La Ley de Burgos expresa: «mudar los dichos
indios y hacerles estancias junto con las de los españoles, que ante todas las
cosas son las personas a quien están encomendados o se encomendaren dichos
indios» (Serna, 2012: 67). Esta libertad condicionada o bajo una tutela será
penetrada y contrastada con el primer artículo de los derechos del hombre que
introduce en América Antonio Nariño: «Los hombres nacen y permanecen libres e
iguales en derechos» (Vasco, 2009: 50). Por otro lado, el documento de Burgos contiene
normas que se verán replicadas en las posteriores Declaraciones, Cartas de
Derechos Humanos, documentos de la OIT y Constituciones de las repúblicas
venideras, estas normas se reducen a: el derecho a la libertad personal, los
derechos de la mujer, la protección del Estado, derecho a manutención, libertad
de culto, servicios hospitalarios y pago de salario.

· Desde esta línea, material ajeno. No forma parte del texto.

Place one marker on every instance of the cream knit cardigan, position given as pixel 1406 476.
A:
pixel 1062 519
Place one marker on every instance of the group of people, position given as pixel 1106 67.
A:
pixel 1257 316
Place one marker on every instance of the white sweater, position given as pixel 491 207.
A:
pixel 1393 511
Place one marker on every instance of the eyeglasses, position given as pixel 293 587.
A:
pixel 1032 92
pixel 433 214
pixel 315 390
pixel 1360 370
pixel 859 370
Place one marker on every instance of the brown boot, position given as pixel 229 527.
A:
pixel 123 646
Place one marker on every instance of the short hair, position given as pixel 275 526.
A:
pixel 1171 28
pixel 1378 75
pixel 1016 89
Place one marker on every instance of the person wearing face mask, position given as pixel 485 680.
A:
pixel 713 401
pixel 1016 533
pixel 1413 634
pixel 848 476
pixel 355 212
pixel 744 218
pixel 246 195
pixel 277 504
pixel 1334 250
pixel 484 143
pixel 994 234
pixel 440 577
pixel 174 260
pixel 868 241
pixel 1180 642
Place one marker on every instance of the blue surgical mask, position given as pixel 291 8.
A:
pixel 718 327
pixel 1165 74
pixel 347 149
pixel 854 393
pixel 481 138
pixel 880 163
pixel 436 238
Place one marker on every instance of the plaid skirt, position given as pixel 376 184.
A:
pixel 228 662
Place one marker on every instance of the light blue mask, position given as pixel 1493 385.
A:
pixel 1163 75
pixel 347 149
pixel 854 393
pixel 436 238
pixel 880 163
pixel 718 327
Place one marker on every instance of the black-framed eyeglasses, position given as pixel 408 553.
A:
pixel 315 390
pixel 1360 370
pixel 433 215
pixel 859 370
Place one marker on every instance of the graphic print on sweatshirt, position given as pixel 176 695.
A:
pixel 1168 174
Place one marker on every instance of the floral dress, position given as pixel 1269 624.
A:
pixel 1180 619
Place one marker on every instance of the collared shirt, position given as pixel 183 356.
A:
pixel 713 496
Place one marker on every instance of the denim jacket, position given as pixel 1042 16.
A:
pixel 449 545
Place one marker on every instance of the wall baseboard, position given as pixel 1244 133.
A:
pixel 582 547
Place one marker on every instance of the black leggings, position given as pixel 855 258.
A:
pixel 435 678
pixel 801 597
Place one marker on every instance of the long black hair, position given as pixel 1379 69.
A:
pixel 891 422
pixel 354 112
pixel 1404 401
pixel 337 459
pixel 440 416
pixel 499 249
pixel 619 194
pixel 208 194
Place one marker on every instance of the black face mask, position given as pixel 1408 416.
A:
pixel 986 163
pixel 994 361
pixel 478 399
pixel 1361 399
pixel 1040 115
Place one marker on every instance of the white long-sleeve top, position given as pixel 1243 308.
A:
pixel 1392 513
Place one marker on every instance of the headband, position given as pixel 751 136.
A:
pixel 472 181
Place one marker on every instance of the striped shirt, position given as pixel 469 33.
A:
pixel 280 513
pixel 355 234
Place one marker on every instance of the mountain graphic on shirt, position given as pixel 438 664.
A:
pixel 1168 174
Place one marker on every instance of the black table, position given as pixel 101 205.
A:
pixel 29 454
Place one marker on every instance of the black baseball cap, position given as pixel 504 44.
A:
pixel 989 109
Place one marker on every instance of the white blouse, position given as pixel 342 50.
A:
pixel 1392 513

Las leyes de Burgos y Valladolid tenían un
enfoque evangelizador, es decir, los aborígenes recibían beneficios a cambio de
ser adoctrinados a la fe cristiana. Aun así, practicaran sus cultos, era una
obligación participar de la fe cristiana y sólo esto les podría brindar una
libertad en el futuro: «con la conversación de los cristianos se hagan los
indios tan capaces y tan aparejados a ser cristianos y sean tan políticos y
entendidos que por sí sepan regirse y tomen la manera de la vida que allá viven
los cristianos» (Serna, 2012 86), libertad e igualdad de condiciones que no se
vería sino hasta las independencias de las naciones americanas. Pero es una
concepción que se transformará y tendrá similitud con el artículo décimo de los
Derechos del Hombre, evitando que un ser humano sea juzgado por sus opiniones o
cultos y tenga libertad de ellas.
La
reorganización de la ley de Burgos que se emite en Valladolid establece una
regulación del trabajo para los aborígenes, con un pago incluido e incluso
establece una protección para las mujeres embarazadas y los menores de 14 años,
quienes no podrían laborar, permitiendo así: «la primera legislación colonial española
basada en el principio de libertad personal y en el de la defensa de unas
condiciones de trabajo justas y humanitarias» (Serna, 2012: 56), que como se ha
expresado, es la base fundamental de los Derechos del Hombre pregonados por
Antonio Nariño, el precursor de la emancipación americana.
En resumidas cuentas,
el empeño humanístico de Las Casas y la aportación continua de los grandes
filósofos en contra de la injusticia del Hombre tuvieron una grandísima
influencia en la legislación y contribuyeron, a través de los siglos y de los
distintos modos de pensamiento, a forjar nuestra percepción de la naturaleza
humana, de sus libertades y de sus derechos universales.